By this point in the investigation – in part because of Rudy Guede’s ‘Vampire’ YouTube video in which he said, ‘I drink blood’ – detectives were beginning to examine a theory that Meredith had been murdered as part of a black magic ritual. It was suggested that the theory was being explored because of the prosecutor’s enthusiasm regarding conspiracy theories, and the fact that Mignini had long been fascinated, as is much of the public in Italy, with cases involving black magic and satanic worship.

‘This suggestion is being looked at primarily because of the date that the murder took place, November 1, which is All Saints Day, and the following day is All Soul’s Day, also known as the Day of the Dead,’ said a police source.

All Soul’s Day is a Roman Catholic day of remembrance for friends and loved ones who have died, and originates from the ancient pagans who celebrated a ‘Festival of the Dead’, in which it was thought that the souls of the deceased return for a meal with the family they left behind. Candles are placed in windows, believed to help guide the souls 
back to their home. All Soul’s Day follows All Saints Day as a reminder to Catholics that the faithful need to alter their focus from the souls in heaven to the souls in purgatory.

It is said that satanic worship has become somewhat widespread in Italy and at other locations across the Continent over the past several years. Contributing to the theory that Meredith’s murder may have been part of a satanic or black magic ritual was the fact that her throat had been slashed, resulting in much blood at the murder scene, and the fact that her body was partially nude when she was killed. Sexual abuse, including rape, is another characteristic sometimes found in such rituals.

 

By the end of January 2008 it was said that investigators had also found traces of DNA on Meredith’s bra that did not match any of the three suspects. This suggested that other people, besides the three suspects, may have been involved in her death, or that she’d had some kind of contact with at least one other person. It was also possible that the additional DNA was the result of cross-contamination, perhaps in the crime laboratory.
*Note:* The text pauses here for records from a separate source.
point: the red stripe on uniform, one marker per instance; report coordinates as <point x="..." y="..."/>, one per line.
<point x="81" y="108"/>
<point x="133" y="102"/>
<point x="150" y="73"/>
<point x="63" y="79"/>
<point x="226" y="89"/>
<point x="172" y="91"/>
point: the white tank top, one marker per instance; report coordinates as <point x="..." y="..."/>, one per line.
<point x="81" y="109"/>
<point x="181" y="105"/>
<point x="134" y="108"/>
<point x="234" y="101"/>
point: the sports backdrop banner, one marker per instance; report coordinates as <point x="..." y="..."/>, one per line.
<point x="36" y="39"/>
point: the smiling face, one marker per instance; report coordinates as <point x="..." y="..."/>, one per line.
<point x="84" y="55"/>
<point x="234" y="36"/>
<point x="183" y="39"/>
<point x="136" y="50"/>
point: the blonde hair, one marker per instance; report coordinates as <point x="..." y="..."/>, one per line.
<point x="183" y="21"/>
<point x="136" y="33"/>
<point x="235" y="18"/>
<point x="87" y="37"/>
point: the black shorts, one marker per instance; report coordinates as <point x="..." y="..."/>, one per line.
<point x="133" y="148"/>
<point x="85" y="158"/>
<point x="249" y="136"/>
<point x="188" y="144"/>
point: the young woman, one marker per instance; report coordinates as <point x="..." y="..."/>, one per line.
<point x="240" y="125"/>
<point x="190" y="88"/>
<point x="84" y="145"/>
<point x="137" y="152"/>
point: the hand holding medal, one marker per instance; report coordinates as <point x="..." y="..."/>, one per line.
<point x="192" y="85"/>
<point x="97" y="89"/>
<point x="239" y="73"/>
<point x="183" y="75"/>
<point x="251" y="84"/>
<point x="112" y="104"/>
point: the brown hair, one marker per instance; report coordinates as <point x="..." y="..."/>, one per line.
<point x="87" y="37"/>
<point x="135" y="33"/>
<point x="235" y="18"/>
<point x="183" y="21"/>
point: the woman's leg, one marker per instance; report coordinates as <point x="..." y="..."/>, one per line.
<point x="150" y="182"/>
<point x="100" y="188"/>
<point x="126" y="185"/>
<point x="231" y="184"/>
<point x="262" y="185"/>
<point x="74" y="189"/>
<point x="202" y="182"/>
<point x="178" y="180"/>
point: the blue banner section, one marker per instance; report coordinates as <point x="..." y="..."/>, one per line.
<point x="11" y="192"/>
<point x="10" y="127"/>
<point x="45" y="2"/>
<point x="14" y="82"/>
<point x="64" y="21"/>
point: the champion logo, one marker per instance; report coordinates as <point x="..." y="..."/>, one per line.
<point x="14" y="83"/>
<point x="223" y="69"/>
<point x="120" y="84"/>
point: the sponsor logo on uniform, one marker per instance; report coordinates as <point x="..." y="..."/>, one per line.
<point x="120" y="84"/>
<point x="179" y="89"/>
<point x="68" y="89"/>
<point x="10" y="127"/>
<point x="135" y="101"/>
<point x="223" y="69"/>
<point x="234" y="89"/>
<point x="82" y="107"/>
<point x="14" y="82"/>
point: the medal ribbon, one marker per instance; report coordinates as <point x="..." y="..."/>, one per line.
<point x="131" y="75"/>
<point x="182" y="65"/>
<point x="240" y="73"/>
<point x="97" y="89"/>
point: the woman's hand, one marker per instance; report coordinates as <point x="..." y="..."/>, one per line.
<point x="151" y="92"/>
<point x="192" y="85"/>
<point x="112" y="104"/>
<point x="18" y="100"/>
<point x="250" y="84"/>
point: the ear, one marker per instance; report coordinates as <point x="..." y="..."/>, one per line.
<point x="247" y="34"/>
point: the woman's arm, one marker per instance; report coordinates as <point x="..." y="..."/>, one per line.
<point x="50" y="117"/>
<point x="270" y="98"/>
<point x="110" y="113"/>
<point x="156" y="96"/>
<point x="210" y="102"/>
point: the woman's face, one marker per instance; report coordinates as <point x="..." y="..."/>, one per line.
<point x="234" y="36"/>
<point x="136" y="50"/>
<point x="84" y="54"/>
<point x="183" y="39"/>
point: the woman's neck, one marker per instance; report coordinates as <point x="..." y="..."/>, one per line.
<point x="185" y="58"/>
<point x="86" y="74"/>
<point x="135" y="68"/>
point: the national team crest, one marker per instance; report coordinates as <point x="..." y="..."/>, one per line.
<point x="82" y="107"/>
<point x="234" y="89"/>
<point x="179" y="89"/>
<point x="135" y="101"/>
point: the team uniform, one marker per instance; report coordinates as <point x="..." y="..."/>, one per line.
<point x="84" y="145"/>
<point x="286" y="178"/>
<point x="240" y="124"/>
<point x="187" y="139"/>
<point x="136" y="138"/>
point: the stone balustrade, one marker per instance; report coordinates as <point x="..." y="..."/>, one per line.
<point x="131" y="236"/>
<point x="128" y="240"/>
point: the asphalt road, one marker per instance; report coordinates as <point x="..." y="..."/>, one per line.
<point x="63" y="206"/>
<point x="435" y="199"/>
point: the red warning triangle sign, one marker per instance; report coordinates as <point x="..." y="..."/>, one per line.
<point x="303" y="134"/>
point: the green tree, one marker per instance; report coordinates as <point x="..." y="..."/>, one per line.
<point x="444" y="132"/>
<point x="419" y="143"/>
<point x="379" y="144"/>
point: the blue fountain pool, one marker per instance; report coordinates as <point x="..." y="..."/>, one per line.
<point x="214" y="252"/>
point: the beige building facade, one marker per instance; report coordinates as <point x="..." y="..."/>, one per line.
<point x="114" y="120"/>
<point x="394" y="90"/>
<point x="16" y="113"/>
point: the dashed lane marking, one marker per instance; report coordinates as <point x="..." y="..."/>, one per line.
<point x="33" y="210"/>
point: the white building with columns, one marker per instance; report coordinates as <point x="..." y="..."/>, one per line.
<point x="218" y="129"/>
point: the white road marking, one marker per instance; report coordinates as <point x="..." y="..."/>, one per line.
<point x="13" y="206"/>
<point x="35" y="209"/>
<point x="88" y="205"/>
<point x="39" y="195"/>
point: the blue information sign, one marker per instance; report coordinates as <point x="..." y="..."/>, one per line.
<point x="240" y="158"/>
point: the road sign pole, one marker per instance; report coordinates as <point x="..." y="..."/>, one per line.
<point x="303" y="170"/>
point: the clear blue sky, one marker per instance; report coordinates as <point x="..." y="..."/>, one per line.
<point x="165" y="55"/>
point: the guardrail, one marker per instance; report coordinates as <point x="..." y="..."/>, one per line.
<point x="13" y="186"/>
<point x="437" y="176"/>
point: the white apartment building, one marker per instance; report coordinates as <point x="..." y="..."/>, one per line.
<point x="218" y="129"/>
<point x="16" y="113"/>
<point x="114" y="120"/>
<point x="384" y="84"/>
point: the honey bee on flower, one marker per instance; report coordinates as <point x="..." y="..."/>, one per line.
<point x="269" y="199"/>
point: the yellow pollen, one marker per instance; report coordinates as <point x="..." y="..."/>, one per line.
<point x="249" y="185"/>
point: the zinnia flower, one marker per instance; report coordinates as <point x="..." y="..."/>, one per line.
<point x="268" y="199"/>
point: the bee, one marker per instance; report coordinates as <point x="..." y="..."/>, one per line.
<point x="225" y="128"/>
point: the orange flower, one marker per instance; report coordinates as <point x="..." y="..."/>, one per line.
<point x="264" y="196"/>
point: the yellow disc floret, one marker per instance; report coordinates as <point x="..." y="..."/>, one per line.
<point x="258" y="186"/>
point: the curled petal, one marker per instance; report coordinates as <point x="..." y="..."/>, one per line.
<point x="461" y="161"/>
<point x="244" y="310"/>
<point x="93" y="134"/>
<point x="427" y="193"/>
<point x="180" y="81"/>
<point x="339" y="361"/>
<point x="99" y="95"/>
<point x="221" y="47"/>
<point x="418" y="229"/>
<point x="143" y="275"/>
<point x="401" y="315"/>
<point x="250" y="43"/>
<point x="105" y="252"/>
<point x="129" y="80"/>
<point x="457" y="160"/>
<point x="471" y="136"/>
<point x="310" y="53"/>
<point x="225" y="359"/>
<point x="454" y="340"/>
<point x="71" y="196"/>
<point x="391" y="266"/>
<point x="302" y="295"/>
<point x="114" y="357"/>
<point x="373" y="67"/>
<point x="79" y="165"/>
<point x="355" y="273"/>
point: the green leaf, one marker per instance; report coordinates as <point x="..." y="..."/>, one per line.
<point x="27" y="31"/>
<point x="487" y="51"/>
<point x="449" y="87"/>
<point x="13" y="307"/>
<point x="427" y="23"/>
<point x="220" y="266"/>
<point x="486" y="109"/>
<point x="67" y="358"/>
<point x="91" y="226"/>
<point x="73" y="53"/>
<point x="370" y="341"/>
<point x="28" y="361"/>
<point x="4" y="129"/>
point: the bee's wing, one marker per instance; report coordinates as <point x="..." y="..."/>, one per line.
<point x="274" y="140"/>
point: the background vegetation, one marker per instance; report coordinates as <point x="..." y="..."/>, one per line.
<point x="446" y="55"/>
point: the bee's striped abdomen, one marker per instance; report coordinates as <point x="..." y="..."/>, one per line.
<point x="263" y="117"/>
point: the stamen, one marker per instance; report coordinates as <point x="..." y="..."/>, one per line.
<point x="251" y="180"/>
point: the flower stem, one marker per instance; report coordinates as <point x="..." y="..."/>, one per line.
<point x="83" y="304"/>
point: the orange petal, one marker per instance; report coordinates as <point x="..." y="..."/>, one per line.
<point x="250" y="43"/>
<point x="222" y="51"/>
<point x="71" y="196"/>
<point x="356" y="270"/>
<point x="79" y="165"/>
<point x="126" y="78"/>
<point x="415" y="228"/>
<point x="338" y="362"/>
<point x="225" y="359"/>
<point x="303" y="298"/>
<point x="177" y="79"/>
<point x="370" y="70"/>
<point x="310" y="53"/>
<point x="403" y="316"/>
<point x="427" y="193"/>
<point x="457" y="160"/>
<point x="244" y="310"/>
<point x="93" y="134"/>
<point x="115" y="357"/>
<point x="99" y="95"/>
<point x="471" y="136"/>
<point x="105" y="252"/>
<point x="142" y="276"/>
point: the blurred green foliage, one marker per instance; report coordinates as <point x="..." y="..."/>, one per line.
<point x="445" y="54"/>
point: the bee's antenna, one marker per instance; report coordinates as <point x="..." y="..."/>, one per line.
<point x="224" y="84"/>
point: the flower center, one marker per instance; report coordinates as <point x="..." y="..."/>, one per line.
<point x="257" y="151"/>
Meanwhile, a group calling itself ‘Friends of Amanda’ was set up and began acting as a sort of advocate for Amanda in the press, both in the U.S. and abroad. A Chicago criminal investigator was involved, working on the case for free, as was Seattle attorney Anne Bremner.

It was pointed out that the group did not represent Amanda Knox or her family in any official capacity. It appeared that the group merely acted as a watchdog, concerned primarily with how Amanda was being portrayed in the media.

 

By Friday, February 1, it was revealed publicly that DNA belonging to Rudy Guede had been found on Meredith’s bloody handbag. It was said that investigators believed the DNA had come from Guede’s sweat. Traces of blood were also found inside the handbag, adding further credence to a police theory that Meredith’s murder may have been motivated by theft of money and credit cards. Police had also announced that they were trying to locate two of Meredith’s credit cards that were unaccounted for.

‘The DNA was a match for Guede’s and there was also Meredith’s blood inside the handbag,’ said a police source. ‘Checks are still being carried out to see if there is any DNA from others inside the handbag. The theory we are working on is that the killer rifled through Meredith’s handbag and took her rent money.’